As I have already said, I think that if that change were made in our law, the prospect of any future disagreement between the two tribunals is minimal. The really crucial point is that, far from having cast any doubt on the validity of our approach in controlling the mass media where trials are involved, the Court of Human Rights made it clear that, in general, our law of contempt fell within the scope of what was permissible within the convention; so that only a very marginal change (if any) needs to be made in our law to bring the two into line. Also, I think it is a fair point to make that there is a good deal of difference between a civil trial and a criminal trial and the need for a severe measure of control by way of the law of contempt in civil cases is probably a good deal less pressing than in the criminal sphere—although I would rather doubt, despite the views that have been expressed in some quarters, that we should be justified in eliminating this control altogether; and, certainly, Phillimore was not in favour of so doing.

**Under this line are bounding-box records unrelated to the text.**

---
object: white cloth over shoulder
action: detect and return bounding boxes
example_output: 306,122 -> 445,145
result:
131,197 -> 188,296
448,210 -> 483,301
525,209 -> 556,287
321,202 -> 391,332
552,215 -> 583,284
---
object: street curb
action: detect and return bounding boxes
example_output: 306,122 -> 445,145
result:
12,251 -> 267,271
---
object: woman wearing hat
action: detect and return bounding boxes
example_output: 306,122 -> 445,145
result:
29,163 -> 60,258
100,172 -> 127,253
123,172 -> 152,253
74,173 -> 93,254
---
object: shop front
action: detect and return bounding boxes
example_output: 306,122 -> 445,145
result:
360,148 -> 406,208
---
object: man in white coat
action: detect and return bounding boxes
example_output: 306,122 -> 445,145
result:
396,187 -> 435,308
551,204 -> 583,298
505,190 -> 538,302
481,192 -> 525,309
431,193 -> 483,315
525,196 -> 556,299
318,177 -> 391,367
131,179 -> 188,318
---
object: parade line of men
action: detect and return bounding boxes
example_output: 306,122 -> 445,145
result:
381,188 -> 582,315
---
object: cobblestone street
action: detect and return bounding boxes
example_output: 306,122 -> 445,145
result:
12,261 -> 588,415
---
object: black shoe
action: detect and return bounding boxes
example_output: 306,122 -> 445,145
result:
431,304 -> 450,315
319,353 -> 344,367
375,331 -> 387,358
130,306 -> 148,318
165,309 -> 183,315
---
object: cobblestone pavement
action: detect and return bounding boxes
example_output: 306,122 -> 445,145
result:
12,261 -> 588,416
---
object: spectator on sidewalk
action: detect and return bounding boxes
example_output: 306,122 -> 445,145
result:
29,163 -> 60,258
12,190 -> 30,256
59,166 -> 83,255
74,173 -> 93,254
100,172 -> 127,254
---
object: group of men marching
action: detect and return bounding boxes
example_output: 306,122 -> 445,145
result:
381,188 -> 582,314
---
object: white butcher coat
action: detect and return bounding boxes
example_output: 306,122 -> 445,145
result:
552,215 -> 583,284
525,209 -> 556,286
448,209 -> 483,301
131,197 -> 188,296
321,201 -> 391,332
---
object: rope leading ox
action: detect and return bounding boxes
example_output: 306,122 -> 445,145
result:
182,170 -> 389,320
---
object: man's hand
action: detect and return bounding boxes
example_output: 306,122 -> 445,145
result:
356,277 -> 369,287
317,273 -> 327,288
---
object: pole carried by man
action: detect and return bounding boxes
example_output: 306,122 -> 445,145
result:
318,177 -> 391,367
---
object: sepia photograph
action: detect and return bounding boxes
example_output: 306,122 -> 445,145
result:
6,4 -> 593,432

I wish to add only a very brief word to the further issue, which is the question of the appropriate starting point for liability. In the case of civil trials, Phillimore suggested that the best course to adopt would be to take the date when an action is set down for trial as the date when the law of contempt would come into operation. That is something which would create a number of difficulties, many of them of a rather technical character, but the fact of the matter is that if one is to choose a point of some certainty, it is difficult to see what other date one could reasonably suggest. Mr. Robin Day in his interesting dissenting note to the Phillimore Report suggested taking some date such as two weeks before the actual trial; but this, again, is a matter which would create probably even more considerable technical difficulties than the date of setting down. Therefore, on the whole, Phillimore in this, as in so many other matters, probably reached the right conclusion.

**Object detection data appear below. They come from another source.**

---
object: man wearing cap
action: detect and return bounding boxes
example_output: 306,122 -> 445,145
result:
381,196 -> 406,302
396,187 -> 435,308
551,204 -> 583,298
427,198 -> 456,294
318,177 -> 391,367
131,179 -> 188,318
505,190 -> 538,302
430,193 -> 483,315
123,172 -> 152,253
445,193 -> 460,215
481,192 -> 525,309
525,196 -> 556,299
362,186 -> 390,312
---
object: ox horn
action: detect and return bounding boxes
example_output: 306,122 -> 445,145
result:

In regard to criminal cases, I would wish to say very little indeed. I listened attentively to the way in which the noble Lord, Lord Wigoder, put his various arguments on this matter. I think that anyone listening to the way he presented it would agree that it is an extremely difficult matter to determine. There are advantages and disadvantages on both sides. I confess that I personally lack sufficient experience in regard to criminal matters to be able to evaluate this controversy to a sufficient degree to express a firm view either way. The only suggestion that I would make in conclusion is that it is desirable, at any rate, that some clarification be made of the existing position, which is admitted to be very unsatisfactory. Whether it be on the lines that Phillimore suggested or in the way in which, apparently, there have been some indications that the Government may be thinking, I think that few would dispute that, by either method, the present state of the law would be considerably improved.

7.30 p.m.

Lord GARDINER

My Lords, this has always been a very troublesome subject and I am indebted to a publication of the Writers and Scholars Educational Trust, in association with the British Institute of Human Rights, for a review not only of the subject as a whole but with special reference to the thalidomide case. Although a former chairman and former governor of the latter, I have had nothing to do with the publication. It reminds us that it was in 1785 that the great Erskine said: By this proceeding the party offended is the judge; (he) creates the offence without any previous promulgation; avoids the doubtful and tedious ceremony of proof, by forcing the Defendant to accuse himself (i.e. without indictment or jury); and inflicts an arbitrary punishment which if not submitted to and reverenced by the nation as law (i.e. through parliamentary enactment) is to be the parent of new contempts to be punished like the former. In 1798 another legal commentator asked: To what purpose was it to destroy the Star Chamber if it was intended that the House of Lords should exercise the like arbitrary power? Mr. Gladstone promised to introduce a Bill, which he did in your Lordships' House. But it had to be withdrawn in the other Chamber because of the pressure of Irish affairs. Other Bills were introduced in 1889, 1892, 1894, 1896, 1901, 1902 and 1908. In April 1906 the House of Commons passed a resolution that: The jurisdiction of judges in dealing with contempt of court is practically arbitrary and unlimited and calls for the action of Parliament with a view to its definition and limitation". A similar resolution was passed by them two years later. Everybody was then overcome by all that initiative and practically nothing happened until the Justice report in 1959. That resulted in two improvements recommended by Justice: namely, first, a defence of innocent dissemination; and, secondly, that there ought to be a right of appeal.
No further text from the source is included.